Oui, c’est par suite d’un sentiment d’orgueil et d’enivrement, inspiré par la beauté et la puissance, que tu désires me détourner de me prosterner aux pieds des Religieux.

Et si ma tête, ce misérable objet dont personne ne voudrait pour rien, rencontrant une occasion de se purifier, acquiert quelque mérite, qu’y a-t-il là de contraire à l’ordre ?

Tu regardes la caste dans les Religieux de Çâkya, et tu ne vois pas les vertus qui sont cachées en eux ; c’est pourquoi, enflé par l’orgueil de la naissance, tu oublies dans ton erreur et toi-même et les autres.

On s’enquiert de la caste quand il s’agit d’une invitation ou d’un mariage, mais non quand il s’agit de la Loi, car ce sont les vertus qui font qu’on accomplit la Loi, et les vertus ne s’inquiètent pas de la caste.

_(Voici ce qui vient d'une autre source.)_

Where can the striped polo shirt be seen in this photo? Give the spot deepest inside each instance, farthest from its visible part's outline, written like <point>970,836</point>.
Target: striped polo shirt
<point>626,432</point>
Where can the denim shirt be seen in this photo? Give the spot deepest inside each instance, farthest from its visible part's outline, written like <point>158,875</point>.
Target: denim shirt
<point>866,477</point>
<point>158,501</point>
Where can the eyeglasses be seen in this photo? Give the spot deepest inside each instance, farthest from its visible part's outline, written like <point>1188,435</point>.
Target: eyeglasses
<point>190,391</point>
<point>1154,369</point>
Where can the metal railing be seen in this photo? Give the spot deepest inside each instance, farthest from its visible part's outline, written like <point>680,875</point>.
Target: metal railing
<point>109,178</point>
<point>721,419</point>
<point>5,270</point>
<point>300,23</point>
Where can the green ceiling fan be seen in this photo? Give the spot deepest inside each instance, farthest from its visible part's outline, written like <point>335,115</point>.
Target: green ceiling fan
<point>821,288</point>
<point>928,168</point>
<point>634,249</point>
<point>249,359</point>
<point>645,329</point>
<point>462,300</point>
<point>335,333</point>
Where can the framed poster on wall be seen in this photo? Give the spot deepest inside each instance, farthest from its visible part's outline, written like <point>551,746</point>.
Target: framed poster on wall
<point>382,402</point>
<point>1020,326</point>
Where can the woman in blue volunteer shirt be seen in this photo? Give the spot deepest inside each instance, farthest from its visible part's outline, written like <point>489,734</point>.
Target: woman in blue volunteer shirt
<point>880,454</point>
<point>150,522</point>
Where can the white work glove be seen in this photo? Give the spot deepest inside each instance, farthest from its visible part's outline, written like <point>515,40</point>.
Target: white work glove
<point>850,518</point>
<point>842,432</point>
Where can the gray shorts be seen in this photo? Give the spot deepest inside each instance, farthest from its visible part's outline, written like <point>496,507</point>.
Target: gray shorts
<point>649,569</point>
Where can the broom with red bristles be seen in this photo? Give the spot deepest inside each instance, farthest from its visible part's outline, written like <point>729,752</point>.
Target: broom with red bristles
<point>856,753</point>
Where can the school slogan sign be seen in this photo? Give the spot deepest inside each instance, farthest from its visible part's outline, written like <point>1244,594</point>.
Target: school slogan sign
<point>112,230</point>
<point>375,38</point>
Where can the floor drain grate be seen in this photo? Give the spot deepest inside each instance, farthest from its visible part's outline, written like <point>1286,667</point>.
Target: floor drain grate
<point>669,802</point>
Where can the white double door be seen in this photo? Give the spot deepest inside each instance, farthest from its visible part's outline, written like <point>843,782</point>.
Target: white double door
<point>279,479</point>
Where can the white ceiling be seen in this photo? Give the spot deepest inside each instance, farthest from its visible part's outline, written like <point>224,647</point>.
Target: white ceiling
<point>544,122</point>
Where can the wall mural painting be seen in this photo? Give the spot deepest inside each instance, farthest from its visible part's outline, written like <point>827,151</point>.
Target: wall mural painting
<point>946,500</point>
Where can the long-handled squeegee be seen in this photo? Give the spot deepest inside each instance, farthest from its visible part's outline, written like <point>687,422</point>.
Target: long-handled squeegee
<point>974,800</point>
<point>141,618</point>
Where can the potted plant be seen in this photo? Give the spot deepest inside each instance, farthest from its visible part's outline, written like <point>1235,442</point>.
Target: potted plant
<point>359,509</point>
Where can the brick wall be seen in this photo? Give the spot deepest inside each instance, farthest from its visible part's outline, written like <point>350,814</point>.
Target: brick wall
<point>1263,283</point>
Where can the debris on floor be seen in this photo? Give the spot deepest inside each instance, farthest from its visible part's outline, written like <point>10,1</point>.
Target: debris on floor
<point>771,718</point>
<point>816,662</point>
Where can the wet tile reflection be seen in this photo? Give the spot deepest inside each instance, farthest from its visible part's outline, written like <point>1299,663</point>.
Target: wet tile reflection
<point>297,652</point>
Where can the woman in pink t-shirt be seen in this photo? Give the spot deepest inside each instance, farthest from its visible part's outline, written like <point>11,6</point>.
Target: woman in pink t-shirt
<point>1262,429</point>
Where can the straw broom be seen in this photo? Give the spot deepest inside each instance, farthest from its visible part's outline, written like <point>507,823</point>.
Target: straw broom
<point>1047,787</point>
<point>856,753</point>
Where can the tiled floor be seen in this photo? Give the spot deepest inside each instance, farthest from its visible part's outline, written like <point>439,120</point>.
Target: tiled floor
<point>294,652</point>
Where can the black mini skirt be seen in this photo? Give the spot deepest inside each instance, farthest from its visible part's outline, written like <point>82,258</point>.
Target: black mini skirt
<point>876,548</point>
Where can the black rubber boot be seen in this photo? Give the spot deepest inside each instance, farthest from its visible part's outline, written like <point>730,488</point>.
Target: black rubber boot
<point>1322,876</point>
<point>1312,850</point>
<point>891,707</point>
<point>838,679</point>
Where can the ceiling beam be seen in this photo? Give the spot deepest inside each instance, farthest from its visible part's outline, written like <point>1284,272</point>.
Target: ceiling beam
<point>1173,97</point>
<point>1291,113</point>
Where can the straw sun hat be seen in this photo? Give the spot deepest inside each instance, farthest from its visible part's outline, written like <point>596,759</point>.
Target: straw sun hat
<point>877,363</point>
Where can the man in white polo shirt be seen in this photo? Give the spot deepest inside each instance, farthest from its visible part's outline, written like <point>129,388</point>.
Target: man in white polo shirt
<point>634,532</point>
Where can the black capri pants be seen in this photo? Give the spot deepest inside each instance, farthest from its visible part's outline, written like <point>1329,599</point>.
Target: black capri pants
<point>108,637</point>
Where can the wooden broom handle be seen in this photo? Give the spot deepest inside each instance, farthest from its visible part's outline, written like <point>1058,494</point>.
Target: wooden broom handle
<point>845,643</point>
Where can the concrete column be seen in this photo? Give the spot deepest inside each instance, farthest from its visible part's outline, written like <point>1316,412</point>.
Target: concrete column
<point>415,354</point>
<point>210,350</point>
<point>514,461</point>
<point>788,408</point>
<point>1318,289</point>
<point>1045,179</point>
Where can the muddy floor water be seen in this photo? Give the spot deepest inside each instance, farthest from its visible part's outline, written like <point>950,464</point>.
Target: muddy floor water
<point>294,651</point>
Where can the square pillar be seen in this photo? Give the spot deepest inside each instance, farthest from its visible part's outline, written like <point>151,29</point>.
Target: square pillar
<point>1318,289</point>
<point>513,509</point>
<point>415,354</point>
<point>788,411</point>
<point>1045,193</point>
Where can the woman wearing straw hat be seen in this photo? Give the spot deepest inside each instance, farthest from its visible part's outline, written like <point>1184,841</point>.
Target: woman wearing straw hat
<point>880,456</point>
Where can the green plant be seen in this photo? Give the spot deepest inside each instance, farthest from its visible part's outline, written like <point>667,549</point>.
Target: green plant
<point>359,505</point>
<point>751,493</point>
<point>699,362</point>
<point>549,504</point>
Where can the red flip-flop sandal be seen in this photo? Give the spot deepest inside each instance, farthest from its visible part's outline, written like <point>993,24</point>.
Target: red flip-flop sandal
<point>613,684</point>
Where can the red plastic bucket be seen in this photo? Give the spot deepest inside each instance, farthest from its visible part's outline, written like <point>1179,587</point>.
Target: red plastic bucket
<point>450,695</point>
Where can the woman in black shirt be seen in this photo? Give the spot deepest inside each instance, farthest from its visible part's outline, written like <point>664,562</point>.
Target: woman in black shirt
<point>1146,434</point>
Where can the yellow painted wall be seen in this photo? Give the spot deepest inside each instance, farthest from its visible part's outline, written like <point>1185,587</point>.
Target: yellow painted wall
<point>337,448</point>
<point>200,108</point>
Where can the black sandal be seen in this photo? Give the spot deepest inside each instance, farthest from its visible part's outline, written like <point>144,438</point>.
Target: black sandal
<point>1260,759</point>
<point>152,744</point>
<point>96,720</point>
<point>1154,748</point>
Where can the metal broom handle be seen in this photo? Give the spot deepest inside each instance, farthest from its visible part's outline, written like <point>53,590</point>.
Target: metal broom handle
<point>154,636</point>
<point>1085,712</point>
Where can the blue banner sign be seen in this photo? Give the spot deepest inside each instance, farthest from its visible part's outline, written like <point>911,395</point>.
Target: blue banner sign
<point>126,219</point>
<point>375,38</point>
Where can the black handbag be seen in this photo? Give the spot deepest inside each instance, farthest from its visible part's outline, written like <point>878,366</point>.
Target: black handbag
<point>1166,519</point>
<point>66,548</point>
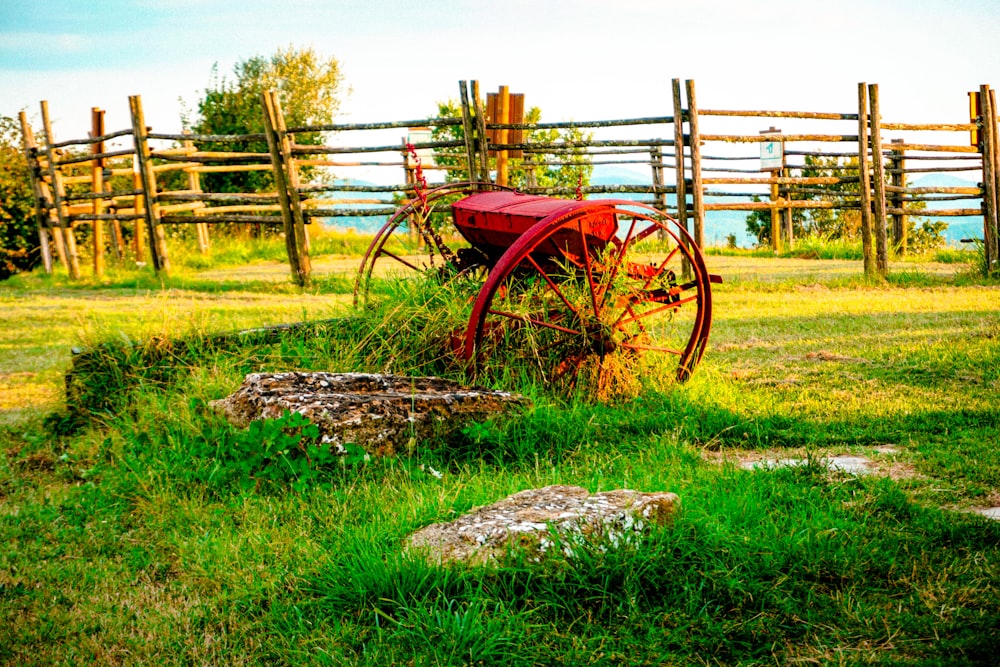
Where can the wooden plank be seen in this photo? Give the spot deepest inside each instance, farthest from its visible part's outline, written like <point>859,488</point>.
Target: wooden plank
<point>58,194</point>
<point>994,262</point>
<point>468,132</point>
<point>483,141</point>
<point>865,178</point>
<point>780,114</point>
<point>97,185</point>
<point>697,192</point>
<point>30,149</point>
<point>503,111</point>
<point>194,186</point>
<point>291,213</point>
<point>756,138</point>
<point>991,201</point>
<point>894,195</point>
<point>880,220</point>
<point>516,116</point>
<point>679,169</point>
<point>147,181</point>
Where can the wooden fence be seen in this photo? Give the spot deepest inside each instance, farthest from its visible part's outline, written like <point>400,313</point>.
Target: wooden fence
<point>79,182</point>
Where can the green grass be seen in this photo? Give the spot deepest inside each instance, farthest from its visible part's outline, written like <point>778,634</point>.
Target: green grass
<point>160,534</point>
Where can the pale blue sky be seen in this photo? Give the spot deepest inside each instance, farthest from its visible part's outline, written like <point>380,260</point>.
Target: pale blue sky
<point>582,59</point>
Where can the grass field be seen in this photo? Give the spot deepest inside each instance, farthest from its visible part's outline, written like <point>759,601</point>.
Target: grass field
<point>137,539</point>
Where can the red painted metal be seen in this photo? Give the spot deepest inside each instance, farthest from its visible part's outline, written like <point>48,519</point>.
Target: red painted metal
<point>602,323</point>
<point>626,294</point>
<point>493,222</point>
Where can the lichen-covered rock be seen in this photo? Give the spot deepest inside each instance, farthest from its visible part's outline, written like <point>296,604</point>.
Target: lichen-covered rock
<point>527,520</point>
<point>382,414</point>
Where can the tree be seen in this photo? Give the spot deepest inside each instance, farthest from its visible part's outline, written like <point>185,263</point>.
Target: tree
<point>19,244</point>
<point>309,88</point>
<point>531,170</point>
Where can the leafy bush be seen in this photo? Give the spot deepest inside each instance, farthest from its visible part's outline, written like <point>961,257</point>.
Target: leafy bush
<point>19,246</point>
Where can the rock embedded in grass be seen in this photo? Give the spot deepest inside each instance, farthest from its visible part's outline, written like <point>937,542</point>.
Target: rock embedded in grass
<point>537,522</point>
<point>382,414</point>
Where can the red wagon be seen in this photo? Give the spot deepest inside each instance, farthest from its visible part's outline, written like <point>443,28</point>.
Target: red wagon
<point>578,279</point>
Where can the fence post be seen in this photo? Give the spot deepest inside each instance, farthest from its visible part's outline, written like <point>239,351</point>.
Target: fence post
<point>58,195</point>
<point>34,173</point>
<point>656,162</point>
<point>151,208</point>
<point>993,259</point>
<point>787,211</point>
<point>194,184</point>
<point>697,194</point>
<point>897,167</point>
<point>291,211</point>
<point>469,132</point>
<point>864,174</point>
<point>97,185</point>
<point>681,197</point>
<point>484,147</point>
<point>881,240</point>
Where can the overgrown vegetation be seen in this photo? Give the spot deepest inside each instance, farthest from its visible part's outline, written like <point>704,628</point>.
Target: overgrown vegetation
<point>158,533</point>
<point>20,249</point>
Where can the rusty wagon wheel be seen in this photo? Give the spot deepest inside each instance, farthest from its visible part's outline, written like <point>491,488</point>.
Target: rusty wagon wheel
<point>574,296</point>
<point>412,242</point>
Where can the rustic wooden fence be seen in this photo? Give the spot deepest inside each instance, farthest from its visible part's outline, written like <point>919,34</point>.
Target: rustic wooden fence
<point>78,182</point>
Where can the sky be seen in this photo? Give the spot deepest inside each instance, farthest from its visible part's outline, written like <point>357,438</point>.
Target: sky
<point>575,59</point>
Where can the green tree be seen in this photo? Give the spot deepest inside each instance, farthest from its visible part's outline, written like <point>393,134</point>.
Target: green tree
<point>309,88</point>
<point>19,244</point>
<point>531,170</point>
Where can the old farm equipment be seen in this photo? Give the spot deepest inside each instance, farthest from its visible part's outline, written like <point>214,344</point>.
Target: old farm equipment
<point>573,280</point>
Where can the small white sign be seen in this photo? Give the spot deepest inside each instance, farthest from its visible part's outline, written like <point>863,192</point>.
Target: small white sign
<point>772,154</point>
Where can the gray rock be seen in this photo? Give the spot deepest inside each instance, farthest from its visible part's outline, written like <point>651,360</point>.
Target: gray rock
<point>382,414</point>
<point>528,519</point>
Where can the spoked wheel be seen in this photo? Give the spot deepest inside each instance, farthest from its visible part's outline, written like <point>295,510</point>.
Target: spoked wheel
<point>580,298</point>
<point>411,242</point>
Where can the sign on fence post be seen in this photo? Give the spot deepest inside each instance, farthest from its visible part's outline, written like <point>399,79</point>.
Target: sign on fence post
<point>772,151</point>
<point>772,159</point>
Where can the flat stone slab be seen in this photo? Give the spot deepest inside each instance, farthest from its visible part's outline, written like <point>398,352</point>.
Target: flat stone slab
<point>851,465</point>
<point>527,519</point>
<point>382,414</point>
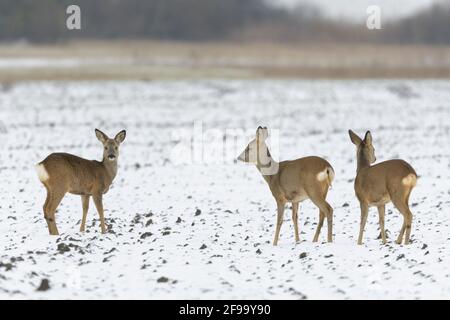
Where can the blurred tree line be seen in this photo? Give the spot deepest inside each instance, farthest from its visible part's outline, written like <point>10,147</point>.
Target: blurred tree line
<point>204,20</point>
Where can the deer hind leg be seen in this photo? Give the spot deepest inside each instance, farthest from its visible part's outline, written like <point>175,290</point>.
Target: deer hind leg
<point>295,220</point>
<point>53,202</point>
<point>319,226</point>
<point>98,201</point>
<point>325,211</point>
<point>46,216</point>
<point>364,213</point>
<point>85,203</point>
<point>381,212</point>
<point>403,207</point>
<point>280,213</point>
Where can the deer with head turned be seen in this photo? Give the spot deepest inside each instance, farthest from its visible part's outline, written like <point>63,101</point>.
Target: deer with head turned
<point>376,185</point>
<point>293,181</point>
<point>63,173</point>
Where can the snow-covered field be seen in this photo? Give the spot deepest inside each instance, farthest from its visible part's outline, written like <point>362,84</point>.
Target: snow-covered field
<point>203,229</point>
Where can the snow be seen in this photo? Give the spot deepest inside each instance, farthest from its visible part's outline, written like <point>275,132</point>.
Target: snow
<point>193,224</point>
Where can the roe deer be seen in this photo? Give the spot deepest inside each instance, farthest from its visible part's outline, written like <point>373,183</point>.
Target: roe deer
<point>382,183</point>
<point>62,172</point>
<point>293,181</point>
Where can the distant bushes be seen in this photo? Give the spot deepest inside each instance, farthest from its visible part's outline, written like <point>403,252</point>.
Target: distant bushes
<point>205,20</point>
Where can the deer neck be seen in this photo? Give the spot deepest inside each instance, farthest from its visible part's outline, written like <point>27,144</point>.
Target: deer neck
<point>110,168</point>
<point>262,166</point>
<point>363,162</point>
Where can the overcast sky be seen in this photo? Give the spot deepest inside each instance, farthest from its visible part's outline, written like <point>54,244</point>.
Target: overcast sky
<point>356,9</point>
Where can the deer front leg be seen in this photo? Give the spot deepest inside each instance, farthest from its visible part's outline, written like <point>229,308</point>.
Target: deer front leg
<point>295,220</point>
<point>364,212</point>
<point>98,201</point>
<point>85,203</point>
<point>381,212</point>
<point>280,212</point>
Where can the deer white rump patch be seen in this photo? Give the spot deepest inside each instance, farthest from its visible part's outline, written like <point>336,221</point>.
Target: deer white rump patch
<point>327,174</point>
<point>42,173</point>
<point>410,180</point>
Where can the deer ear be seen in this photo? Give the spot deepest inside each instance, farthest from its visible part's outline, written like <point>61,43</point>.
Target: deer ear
<point>354,138</point>
<point>262,134</point>
<point>368,138</point>
<point>101,136</point>
<point>120,136</point>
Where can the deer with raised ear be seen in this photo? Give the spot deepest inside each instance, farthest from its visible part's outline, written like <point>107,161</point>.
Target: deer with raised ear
<point>63,173</point>
<point>376,185</point>
<point>293,181</point>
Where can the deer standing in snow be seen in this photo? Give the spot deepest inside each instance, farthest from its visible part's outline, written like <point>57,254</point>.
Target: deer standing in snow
<point>379,184</point>
<point>63,173</point>
<point>294,181</point>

Si le vice atteint un homme d’une haute naissance, cet homme est blâmé dans le monde ; comment donc les vertus qui honorent l’homme d’une basse extraction ne seraient-elles pas un objet de respect ?

C’est en considération de l’esprit que le corps des hommes est ou méprisé ou honoré. Les âmes des ascètes de Çâkya doivent donc être vénérées, car elles sont purifiées par Çâkya.

Si un homme régénéré par la seconde naissance est privé de vertu, on dit : C’est un pécheur, et on le méprise. On ne fait pas de même pour l’homme né d’une pauvre famille ; s’il a des vertus, on doit l’honorer en se prosternant devant lui.

Et le roi ajouta : Est-ce que tu n’as pas entendu cette parole du héros compatissant des Çâkyas : Les sages savent trouver de la valeur aux choses qui n’en ont pas, cette parole du maître véridique, qu’un esclave serait capable de comprendre ? Et si je désire exécuter ces commandements, ce n’est pas une preuve d’amitié de ta part que de m’en détourner.